El domingo fui a pescar, y como últimamente tengo más mala suerte que el que fue a los toros y se llevó un balonazo tuve la precaución de parar en un quiosco y comprarme una revista de Historia, ya saben, una de esas que te cuentan lo torpes que somos desde que el mundo es mundo. Y allí andaba yo en el rebalaje entretenido perdiendo plomos y malgastando carnada cuando aprendí que los europeos no somos tan espabilados como nos creemos, de hecho explicaba la revista que hasta el S.XVII no descubrimos el sistema circulatorio sanguíneo, pues fue con la llegada del médico británico William Harvey cuando los galenos dejaron de aseverar que las venas llevaban sangre y las arterias aire. Para colmo resulta que lo de las sístoles y las diástoles ya lo habían dejado resuelto mis admirados chinos en un libro datado en el 2.600 antes de Cristo.

Pero no fue eso lo más interesante del día, sino descubrir la evolución y ascensión de un funcionario egipcio desde su más tierna formación hasta llegar a desempeñar labores de administración en nombre del faraón para justicia y beneficio de su pueblo. Por resumir les diré que sólo el proceso de aprendizaje conllevaba unos 20 años, lo cual es llamativo si tenemos en cuenta que la esperanza de vida del paisano medio rondaba las 35 primaveras. Es decir, toda una existencia de perfeccionamiento para llevar a cabo una labor de responsabilidad, y hete aquí que se me vinieron a la cabeza los tropecientos incompetentes que nutrirán las nuevas listas para esas próximas elecciones que ya nadie niega. Y de entre todo ellos hoy quiero referirme a uno en concreto, al ministro de Justicia en funciones Don Rafael Catalá.

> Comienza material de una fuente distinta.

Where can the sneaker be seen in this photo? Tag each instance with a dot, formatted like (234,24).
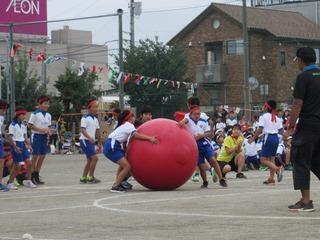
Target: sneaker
(29,184)
(118,189)
(196,177)
(269,181)
(240,175)
(263,168)
(214,175)
(126,185)
(3,188)
(93,180)
(301,207)
(36,178)
(11,186)
(223,183)
(205,184)
(280,174)
(83,180)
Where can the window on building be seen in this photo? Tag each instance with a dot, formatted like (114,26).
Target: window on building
(283,58)
(235,47)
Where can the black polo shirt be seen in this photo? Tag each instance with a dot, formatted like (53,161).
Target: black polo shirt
(307,88)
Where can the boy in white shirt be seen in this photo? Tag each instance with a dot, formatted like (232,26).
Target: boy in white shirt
(88,136)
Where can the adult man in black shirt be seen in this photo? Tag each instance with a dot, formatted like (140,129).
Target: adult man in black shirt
(305,151)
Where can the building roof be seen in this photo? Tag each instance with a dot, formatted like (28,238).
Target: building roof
(281,24)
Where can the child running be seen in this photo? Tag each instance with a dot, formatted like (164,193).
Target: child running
(270,125)
(3,108)
(114,151)
(39,123)
(200,129)
(20,147)
(89,133)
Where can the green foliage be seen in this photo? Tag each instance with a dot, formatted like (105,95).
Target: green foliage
(76,90)
(155,59)
(28,87)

Catalá llegó al ministerio en septiembre de 2014 y lo hizo como otros tantos, por dimisión o cese de su antecesor. Entre las paridas jurídicas que adornan su labor hemos de resaltar una reforma del Código Penal y de la Ley de Enjuiciamiento Criminal que no satisface a ningún operador jurídico y la creación del famoso Lexnet, un engendro tan bienintencionado como mal implantado que tampoco goza del plácet de nadie. Pero más allá de estas perlas me centro en una entrevista que concedió hace poco en la que ni corto ni perezoso afirmó que para agilizar la justicia es necesario reducir el número de recursos a los que actualmente tienen derecho los ciudadanos, es decir, el insigne ministro considera que hay que recortar derechos fundamentales como la tutela judicial efectiva para que así le cuadren las estadísticas y la supuesta justicia se haga efectiva sin necesidad de ser sometida a ulteriores criterios jurisdiccionales que garanticen una plena supervisión judicial.

Para tan brillante mente jurídica no es relevante dotar de medios técnicos, humanos y legislativos al poder judicial; para tan preclara eminencia ministerial no es necesario despolitizar los altos tribunales españoles ni a su órgano de gobierno; para tan insigne prohombre de la ley no resulta conveniente articular los instrumentos necesarios para que cada denuncia o demanda no acabe en juicio; por lo visto, para él lo suyo es atajar el camino a la firmeza y dejar a un lado la provisionalidad de lo resuelto. El ministro tira para ello de estadística y dice que un alto porcentaje de sentencias son ratificadas en instancias superiores, y se queda tan a gusto, tan pancho.

Estimado ministro, esos datos sólo confirman una cosa, y es el alto nivel técnico y jurídico de unos jueces de primera instancia y de lo penal que luchan contra la precariedad junto a sus funcionarios, pero nada más, pues con que una sola sentencia condenatoria o desestimatoria sea revocada en cualquiera de sus estratos a lo largo del periplo que lleve a su firmeza es suficiente como para salvaguardar un sistema que garantice el derecho de defensa de toda persona, y si no piense en todos aquellos que no han encontrado justicia hasta llegar al Tribunal Constitucional tras haber sido desoídos en instrucción, en reforma, en apelación y en casación. A lo mejor pretende el ministro Catalá que nuestras vidas dependan en un solo acto de personajes como Baltasar Garzón, Elpidio Silva, Pascual Estevill y un etcétera demasiado largo de magistrados que, con el tiempo, demostraron su endiosamiento, falta de profesionalidad, alarde de subjetividad, sesgo, capricho de ordeno y mando, u obediencia a intereses bastardos.

Ya se lo he dicho al principio, para según qué cosas los europeos no hemos salido muy listos. En la época de Tutankamón el ministro Catalá no habría servido ni para salir de perfil en los papiros.